I have been an Amazon.com junkie for many years. They must know more about my intellectual profile than my mother, and at no time did it ever worry me that they might misuse the information. To be sure, my trust is blind. I never read their Terms of Service. I don't know what they do with my data. Google, on the other hand, worries me a bit. The key difference is that one provider gives back. I see the positive effect of my expanding personal profile on Amazon every time I log on. Google? Not so much. The advertising networks and various organization that are trying to hash out consumer notification regimens for behavioral advertising might take note of this. There are things to be learned from the publishers that are using behavioral tracking as a selling point rather than a clandestine practice.
For several iterations, the iTunes music library has included in its music library a helpful "Genius" feature that makes music recommendations based on what you are playing. It can create a new playlist from your own library out of these recommendation or reach into the iTunes catalog to offer more. In the past year, Apple has made a mint off me from this feature. The merchandising is brilliant. As I listen to the same playlist of songs over and over again, I get a nice "Genius Just for You" sidebar of similar tracks I don't already own. The integration of the media player with the store and one-click buying makes a 99-cent purchase trivial. It is pushing just the right fresh music at me at just the point when I am listening to that same old playlist for the tenth time. Sold.
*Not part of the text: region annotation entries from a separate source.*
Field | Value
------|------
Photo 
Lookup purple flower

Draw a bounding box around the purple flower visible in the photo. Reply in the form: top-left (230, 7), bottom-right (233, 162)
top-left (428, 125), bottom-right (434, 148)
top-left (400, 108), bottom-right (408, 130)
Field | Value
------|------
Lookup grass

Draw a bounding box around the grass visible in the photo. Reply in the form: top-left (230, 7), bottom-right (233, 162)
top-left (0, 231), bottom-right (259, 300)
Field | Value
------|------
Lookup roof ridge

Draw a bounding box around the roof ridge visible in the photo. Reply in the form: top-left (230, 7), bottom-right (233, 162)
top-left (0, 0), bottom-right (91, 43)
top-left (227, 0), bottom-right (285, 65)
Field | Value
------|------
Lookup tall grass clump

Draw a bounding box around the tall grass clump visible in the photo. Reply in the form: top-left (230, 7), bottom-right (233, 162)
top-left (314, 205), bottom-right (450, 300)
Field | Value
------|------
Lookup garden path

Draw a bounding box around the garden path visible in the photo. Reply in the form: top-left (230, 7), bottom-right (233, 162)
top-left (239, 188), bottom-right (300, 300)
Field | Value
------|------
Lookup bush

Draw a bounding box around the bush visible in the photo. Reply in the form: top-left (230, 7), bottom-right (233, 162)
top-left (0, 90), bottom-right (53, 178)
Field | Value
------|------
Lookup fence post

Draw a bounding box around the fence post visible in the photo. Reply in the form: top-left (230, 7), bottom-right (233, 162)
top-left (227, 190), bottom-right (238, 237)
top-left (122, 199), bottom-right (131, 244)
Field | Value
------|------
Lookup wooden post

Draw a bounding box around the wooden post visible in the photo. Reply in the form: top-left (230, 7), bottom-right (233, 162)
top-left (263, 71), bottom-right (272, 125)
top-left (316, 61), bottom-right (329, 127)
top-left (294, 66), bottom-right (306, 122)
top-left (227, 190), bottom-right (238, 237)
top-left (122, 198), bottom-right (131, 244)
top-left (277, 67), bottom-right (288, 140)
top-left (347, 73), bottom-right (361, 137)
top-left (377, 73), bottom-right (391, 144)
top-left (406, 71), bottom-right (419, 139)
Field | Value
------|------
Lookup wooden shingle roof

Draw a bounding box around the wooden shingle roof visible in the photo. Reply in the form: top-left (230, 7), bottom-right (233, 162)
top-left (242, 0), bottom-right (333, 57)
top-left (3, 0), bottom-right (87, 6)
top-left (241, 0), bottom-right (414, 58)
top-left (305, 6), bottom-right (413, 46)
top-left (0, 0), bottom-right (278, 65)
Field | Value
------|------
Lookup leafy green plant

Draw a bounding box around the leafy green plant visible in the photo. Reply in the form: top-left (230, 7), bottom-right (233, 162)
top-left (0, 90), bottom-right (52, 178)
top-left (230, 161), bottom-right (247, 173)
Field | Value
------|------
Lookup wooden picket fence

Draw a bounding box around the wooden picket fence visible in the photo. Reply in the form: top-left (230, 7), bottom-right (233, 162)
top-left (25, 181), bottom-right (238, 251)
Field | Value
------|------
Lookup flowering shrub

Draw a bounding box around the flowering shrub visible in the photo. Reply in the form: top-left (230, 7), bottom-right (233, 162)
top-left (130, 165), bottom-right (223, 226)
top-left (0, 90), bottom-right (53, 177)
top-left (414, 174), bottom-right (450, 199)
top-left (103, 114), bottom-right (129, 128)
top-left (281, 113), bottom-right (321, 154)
The 9.0 software not only extends that Genius reach into movies and TV shows, it lets the industrious user play with the engine and become a participant in the tracking process. I now have Genius recommended content pages in the music, movies and TV categories. Even more so than Amazon, iTunes is turning the recommendation engine into a real tool for me. There are drop-down menus that let me drill into content categories within each medium (comedy, rock, pop, etc.) so I can discover content in granular detail. There is also transparency. The engine reminds me of something I liked in the past or bought and tells me exactly what is leading the Genius to this recommendation.
When the selection is on target, the Genius looks like, well, a genius. When it doesn't (like on my iPhone), then the technology diminishes itself. I suspect that part of the problem here has to do with data points and how applications are tagged, if at all. And finally, like Pandora, the engine lets me vote on the appropriateness of the recommendation. ITunes invites me to teach the Genius something.
It is the combination of transparency, interactivity, utility and obvious value that sells the system. The "genius" of behavioral targeting really will come when the industry finds a way to make the same case with consumers.
Wow, those app recommendations sounded very relevant.
I guess Apple needs some help from Bob Dobbs on rewriting that recommendation software for the next version of iTunes.
Your compare/contrast of Amazon vs. Google articulates something I'd felt intuitively but hadn't thought through before. Smart.
OK, I'm laughing. Yes, all marketing should recommend multiple choices especially ones in a language you can't speak.
Perhaps its truly time for all us marketers to agree to stop producing ads, marketing efforts and take a year or two off
Pandora opened the box she was told not to although she could have everything else she wanted. When she opened the box, she let out all the troubles of the world. She and the world lost the ability to chose wisely, among others, because bad things infuse themselves
I am not sure Apple should be bragging that they have 75,000 Apps in the I Phone Store. How can you find the App that is right for you? No wonder the SubGenius works perfectly!